19乔纳森·哈克的日记(第2/7页)
苏厄德医生试了一两把万能钥匙,一个外科医生所具有的机械敏感在这个时候被派上了用场。不久他就找到了一把合适的,左右转动了一阵之后,门闩逐渐活动了,随着一声丁当响,它掉了下来。我们使劲推了推门,生锈的铰链吱吱作响,门慢慢地开了。这种可怕的感觉就像我在苏厄德医生日记中所读到的韦斯特拉小姐的墓室门被打开的情形一样。我想其他人可能也同时有了这样的想法,因为大家不约而同地向后退缩了。教授是第一个向前移动的,走进了敞开的门。
“主啊,把我交托在你的手中!”他说道,迈过门槛的时候在胸前画了一个十字。我们把身后的门关上,以防我们点亮油灯的时候可能引起路上行人的注意。教授仔细地检查了门锁,以便我们在急于逃出去的时候能够从里面把门打开。随后我们都点亮了油灯,继续前行。
小小的油灯发出的光芒照射出所有奇形怪状的东西,灯光互相交错,我们投下的影子互相重叠,我一生都不会忘记这种感觉,就像我们之中还存在着其他人。我想这可能是因为这种可怕的环境又让我回忆起了在特兰西瓦尼亚的恐怖遭遇。而我也注意到似乎所有人都有这种感觉,因为大家都像我一样,一直不停地向后张望,注意每一个声响,留意每一个新的影子。

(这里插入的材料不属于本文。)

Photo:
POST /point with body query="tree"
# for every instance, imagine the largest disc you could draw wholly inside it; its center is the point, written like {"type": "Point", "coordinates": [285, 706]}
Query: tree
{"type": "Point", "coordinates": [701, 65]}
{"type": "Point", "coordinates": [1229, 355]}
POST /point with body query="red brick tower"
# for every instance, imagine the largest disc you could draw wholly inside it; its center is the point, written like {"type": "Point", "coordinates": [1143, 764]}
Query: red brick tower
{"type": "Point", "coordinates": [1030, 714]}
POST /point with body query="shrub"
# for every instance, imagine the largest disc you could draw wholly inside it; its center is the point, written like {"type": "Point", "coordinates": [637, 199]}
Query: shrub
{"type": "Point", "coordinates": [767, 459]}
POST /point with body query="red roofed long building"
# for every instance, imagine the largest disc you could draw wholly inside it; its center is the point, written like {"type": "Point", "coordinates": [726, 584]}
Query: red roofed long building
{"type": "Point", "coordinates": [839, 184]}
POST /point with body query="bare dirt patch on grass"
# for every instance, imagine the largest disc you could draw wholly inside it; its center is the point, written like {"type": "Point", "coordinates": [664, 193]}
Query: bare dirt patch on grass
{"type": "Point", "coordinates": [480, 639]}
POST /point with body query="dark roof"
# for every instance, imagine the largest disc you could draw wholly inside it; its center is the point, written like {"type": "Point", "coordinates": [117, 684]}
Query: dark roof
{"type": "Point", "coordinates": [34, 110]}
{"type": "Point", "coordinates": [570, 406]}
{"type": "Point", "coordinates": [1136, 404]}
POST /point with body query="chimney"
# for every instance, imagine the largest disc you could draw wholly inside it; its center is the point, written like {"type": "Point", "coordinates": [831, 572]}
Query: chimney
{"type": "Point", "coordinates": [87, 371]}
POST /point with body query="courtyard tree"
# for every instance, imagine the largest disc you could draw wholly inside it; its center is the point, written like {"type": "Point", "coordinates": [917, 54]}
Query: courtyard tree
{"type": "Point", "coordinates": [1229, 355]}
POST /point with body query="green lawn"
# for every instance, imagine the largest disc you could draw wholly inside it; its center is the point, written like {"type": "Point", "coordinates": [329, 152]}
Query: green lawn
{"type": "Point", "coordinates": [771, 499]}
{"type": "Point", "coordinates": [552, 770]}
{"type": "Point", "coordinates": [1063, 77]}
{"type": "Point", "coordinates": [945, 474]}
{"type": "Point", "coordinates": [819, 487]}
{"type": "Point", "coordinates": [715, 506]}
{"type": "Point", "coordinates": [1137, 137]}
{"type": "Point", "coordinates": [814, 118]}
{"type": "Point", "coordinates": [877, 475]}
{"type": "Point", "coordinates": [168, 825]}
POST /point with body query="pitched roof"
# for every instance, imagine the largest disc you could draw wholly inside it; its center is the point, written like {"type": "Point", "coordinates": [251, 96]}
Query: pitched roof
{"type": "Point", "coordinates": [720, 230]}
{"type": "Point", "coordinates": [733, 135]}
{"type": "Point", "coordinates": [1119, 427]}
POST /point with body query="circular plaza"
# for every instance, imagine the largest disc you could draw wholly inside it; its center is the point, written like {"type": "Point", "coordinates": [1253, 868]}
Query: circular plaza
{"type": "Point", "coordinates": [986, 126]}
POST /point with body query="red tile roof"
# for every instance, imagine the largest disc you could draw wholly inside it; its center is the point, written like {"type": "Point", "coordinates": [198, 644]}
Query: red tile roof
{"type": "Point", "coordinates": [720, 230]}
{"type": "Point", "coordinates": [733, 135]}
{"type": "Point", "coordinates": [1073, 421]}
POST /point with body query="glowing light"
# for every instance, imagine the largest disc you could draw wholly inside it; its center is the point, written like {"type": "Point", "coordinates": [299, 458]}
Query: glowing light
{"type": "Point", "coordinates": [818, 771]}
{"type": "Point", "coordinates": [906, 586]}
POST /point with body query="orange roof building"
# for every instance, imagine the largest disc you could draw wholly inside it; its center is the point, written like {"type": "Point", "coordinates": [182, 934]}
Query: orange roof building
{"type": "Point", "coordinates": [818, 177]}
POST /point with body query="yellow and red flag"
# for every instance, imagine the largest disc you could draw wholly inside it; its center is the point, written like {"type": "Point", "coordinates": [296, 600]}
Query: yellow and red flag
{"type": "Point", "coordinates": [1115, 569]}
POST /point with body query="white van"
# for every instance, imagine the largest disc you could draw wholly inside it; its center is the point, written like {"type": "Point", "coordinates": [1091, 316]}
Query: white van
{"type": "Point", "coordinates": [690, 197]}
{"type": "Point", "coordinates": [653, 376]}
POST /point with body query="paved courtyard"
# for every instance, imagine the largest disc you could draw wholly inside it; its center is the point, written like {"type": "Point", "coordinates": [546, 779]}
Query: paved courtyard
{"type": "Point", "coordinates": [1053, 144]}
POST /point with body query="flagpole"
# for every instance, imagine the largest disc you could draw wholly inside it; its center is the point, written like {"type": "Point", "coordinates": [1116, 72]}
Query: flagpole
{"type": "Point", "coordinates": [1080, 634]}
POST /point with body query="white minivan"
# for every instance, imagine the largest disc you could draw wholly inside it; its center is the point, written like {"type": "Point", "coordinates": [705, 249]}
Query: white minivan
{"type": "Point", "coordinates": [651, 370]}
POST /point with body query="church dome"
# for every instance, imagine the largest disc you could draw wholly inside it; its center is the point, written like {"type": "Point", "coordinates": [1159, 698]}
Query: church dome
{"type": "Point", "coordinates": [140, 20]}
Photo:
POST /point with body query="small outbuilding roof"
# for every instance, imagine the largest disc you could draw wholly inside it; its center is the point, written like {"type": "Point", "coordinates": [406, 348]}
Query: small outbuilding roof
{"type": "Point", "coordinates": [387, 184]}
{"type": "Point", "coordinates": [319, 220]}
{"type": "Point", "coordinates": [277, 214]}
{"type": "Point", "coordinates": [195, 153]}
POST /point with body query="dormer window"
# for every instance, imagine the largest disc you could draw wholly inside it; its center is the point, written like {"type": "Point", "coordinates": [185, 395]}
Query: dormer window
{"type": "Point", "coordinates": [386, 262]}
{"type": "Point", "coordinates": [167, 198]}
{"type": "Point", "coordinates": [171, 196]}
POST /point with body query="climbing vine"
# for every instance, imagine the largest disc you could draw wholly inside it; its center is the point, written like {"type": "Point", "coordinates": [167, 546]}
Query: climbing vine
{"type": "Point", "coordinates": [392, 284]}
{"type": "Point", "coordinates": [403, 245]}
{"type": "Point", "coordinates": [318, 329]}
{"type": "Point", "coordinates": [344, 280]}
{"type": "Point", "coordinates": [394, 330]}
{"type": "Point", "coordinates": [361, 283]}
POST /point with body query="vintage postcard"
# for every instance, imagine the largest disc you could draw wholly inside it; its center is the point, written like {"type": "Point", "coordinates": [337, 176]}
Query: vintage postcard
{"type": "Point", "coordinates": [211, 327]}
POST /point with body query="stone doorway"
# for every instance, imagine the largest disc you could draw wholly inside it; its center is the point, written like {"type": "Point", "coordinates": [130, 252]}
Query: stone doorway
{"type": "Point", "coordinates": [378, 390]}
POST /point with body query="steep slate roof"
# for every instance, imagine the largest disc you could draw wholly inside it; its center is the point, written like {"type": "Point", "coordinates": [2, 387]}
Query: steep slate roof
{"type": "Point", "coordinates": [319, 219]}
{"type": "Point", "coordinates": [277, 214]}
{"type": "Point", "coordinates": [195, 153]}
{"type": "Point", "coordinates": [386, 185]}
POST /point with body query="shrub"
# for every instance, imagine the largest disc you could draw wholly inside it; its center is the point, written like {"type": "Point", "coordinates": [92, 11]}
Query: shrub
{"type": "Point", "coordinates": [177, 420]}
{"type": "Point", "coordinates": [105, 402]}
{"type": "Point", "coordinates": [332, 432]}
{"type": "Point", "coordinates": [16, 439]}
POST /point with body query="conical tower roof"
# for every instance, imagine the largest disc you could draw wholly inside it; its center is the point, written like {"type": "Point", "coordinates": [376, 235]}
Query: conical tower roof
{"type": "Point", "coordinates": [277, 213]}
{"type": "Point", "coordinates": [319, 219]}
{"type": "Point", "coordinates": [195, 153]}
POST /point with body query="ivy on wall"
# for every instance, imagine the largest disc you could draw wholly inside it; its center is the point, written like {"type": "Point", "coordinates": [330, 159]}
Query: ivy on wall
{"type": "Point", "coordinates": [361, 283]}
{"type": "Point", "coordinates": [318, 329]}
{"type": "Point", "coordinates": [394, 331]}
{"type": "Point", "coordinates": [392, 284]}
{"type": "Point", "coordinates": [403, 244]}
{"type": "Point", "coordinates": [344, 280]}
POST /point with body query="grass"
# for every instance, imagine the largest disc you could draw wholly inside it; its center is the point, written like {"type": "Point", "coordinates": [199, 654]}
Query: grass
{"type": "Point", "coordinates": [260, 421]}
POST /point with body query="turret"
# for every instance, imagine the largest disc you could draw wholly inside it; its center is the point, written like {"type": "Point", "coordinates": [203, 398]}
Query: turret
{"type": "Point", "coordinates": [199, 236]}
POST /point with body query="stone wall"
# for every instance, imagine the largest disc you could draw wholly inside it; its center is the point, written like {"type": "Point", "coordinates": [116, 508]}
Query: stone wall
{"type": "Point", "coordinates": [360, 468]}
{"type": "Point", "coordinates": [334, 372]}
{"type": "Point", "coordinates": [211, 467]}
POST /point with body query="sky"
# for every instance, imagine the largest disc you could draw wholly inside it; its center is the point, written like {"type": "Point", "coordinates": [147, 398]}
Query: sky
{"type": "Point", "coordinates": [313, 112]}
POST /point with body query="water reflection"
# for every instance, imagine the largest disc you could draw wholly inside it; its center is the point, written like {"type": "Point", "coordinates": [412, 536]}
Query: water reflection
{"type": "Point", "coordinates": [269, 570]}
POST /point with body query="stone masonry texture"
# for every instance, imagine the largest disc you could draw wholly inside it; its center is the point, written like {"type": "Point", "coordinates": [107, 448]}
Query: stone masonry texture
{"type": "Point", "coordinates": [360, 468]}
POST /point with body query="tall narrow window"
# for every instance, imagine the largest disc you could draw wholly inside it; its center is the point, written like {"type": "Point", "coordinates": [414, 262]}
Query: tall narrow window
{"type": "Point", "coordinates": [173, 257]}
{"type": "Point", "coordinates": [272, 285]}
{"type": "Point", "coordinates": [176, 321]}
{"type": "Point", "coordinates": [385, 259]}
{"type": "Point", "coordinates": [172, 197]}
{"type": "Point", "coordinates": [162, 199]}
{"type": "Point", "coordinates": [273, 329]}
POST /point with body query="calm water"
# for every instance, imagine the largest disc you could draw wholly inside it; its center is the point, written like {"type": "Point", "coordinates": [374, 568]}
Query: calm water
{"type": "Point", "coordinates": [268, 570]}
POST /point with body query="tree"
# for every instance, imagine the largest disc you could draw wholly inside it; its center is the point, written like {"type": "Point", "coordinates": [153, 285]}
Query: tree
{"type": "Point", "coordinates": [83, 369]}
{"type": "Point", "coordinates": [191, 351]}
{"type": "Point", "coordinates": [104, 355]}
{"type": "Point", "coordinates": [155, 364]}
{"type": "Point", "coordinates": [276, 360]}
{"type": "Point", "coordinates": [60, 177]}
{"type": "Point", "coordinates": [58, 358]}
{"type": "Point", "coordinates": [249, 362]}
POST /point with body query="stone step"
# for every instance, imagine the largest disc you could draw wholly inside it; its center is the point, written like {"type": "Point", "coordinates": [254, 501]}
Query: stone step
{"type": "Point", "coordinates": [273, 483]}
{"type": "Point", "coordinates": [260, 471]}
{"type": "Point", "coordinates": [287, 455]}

整个地方都满布灰尘。楼梯上的灰尘似乎已经积聚了几英寸厚,其中却有一些最新的脚印,把灯拿近仔细看,我可以看到平头钉将灰尘压成小块的痕迹。墙壁松软并粘着厚厚的灰尘,角落里蜘蛛网纵横交错,上面堆积的灰尘由于自身的重量而片片掉落,看起来就像一块块破旧的碎布。大厅的桌子上有一大串钥匙,每把钥匙上面都贴着因岁月流逝已经泛黄的标签。这把钥匙曾经被用过几次,因为桌子上厚厚的灰尘中出现了一些相似的痕迹,正如教授拿起钥匙时所留下的痕迹一样。他转向我,说:
“你知道这个地方,乔纳森。你曾经复制了它的地图,你至少比我们熟悉的多。哪条路是通向小礼拜堂的?”虽然我之前到这里来的时候,没有办法进入礼拜堂,但是我知道方向,所以我在前领路,在走过几次错路之后,面前出现了一道低矮的拱形橡木门,上面镶嵌着铁条。“这就是了。”教授一边说,一边把灯照在一张小的房子结构图上,那是从我购买房屋的原始信件上复制下来的。我们费了点力气从那一串钥匙中找到了正确的钥匙,打开门。我们已经做好准备见见某些令人不愉快的景象了,因为我们将门打开一道缝隙的时候,似乎就有一股臭气从缝隙中溢了出来,但是谁也没有预料到会是这种恶臭。其他人都没有近距离地见到过伯爵,而我看见他的时候,他不是在自己的屋子里禁食就是满身鲜血地出现在荒郊野外的废弃建筑物中。但是这个地方又小又窄,长期废弃不用已经使空气中弥漫着污秽、陈腐的气息。而这种污秽的空气中还夹杂着一种泥土的味道,就像一种干燥的毒气。这种恶臭,我该怎样形容呢?它不仅仅混杂了所有的致命病菌,充满了血液那刺激的气味,而且似乎腐烂本身都正在腐烂。呸!想到这些,我就感到恶心,似乎这个地方到处都充斥着那个恶魔呼出的气体,而且也因此加深了令人厌恶的感觉。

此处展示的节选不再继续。